General form:
(a1 * a2 * a3 ... * an) % m = [(a1 % m) * (a2 % m) * ... * (a3 % m) ] % m
Apply above formula, we have:
(2^64 * x) % m = (((2^64) % m) * (x % m)) % m
For the first part: 2^64 mod m. I can make more general case: 2^t mod m. I have this pseudocode. In will run in N(log t) times. This pseudocode just for t and m are normal integer. Base on range of t and m, you can fix inside function calculation to use BigInteger at suitable point.
long solve(long t, long m) {
if (t == 0) return 1 % m;
if (t == 1) return t % m;
long res = solve(t/2, m);
res = (res * res) % m;
if (t % 2 == 1) res = (res * 2) % m;
return res;
}
Thanks for OldCurmudgeon. Above code can be one simple line:
BigInteger res = (new BigInteger("2")).
modPow(new BigInteger("64"), new BigInteger("" + m));
Here is the implementation of modPow. This implementation uses different approach. Algorithm starts from m: will break m in to m = 2^k*q. Then will find modulo of 2^k and q then use Chinese Reminder theorem combines result.
public BigInteger modPow(BigInteger exponent, BigInteger m) {
if (m.signum <= 0)
throw new ArithmeticException("BigInteger: modulus not positive");
// Trivial cases
if (exponent.signum == 0)
return (m.equals(ONE) ? ZERO : ONE);
if (this.equals(ONE))
return (m.equals(ONE) ? ZERO : ONE);
if (this.equals(ZERO) && exponent.signum >= 0)
return ZERO;
if (this.equals(negConst[1]) && (!exponent.testBit(0)))
return (m.equals(ONE) ? ZERO : ONE);
boolean invertResult;
if ((invertResult = (exponent.signum < 0)))
exponent = exponent.negate();
BigInteger base = (this.signum < 0 || this.compareTo(m) >= 0
? this.mod(m) : this);
BigInteger result;
if (m.testBit(0)) { // odd modulus
result = base.oddModPow(exponent, m);
} else {
/*
* Even modulus. Tear it into an "odd part" (m1) and power of two
* (m2), exponentiate mod m1, manually exponentiate mod m2, and
* use Chinese Remainder Theorem to combine results.
*/
// Tear m apart into odd part (m1) and power of 2 (m2)

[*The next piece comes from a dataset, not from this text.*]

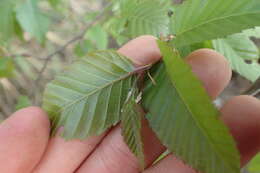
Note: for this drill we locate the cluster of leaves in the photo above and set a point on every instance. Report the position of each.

int p = m.getLowestSetBit(); // Max pow of 2 that divides m
BigInteger m1 = m.shiftRight(p); // m/2**p
BigInteger m2 = ONE.shiftLeft(p); // 2**p
// Calculate new base from m1
BigInteger base2 = (this.signum < 0 || this.compareTo(m1) >= 0
? this.mod(m1) : this);
// Caculate (base ** exponent) mod m1.
BigInteger a1 = (m1.equals(ONE) ? ZERO :
base2.oddModPow(exponent, m1));
// Calculate (this ** exponent) mod m2
BigInteger a2 = base.modPow2(exponent, p);
// Combine results using Chinese Remainder Theorem
BigInteger y1 = m2.modInverse(m1);
BigInteger y2 = m1.modInverse(m2);
if (m.mag.length < MAX_MAG_LENGTH / 2) {
result = a1.multiply(m2).multiply(y1).add(a2.multiply(m1).multiply(y2)).mod(m);
} else {
MutableBigInteger t1 = new MutableBigInteger();
new MutableBigInteger(a1.multiply(m2)).multiply(new MutableBigInteger(y1), t1);
MutableBigInteger t2 = new MutableBigInteger();
new MutableBigInteger(a2.multiply(m1)).multiply(new MutableBigInteger(y2), t2);
t1.add(t2);
MutableBigInteger q = new MutableBigInteger();
result = t1.divide(new MutableBigInteger(m), q).toBigInteger();
}
}
return (invertResult ? result.modInverse(m) : result);
}
For the second part: you can easily use BigInteger or simply normal calculation, depend on range of x and m.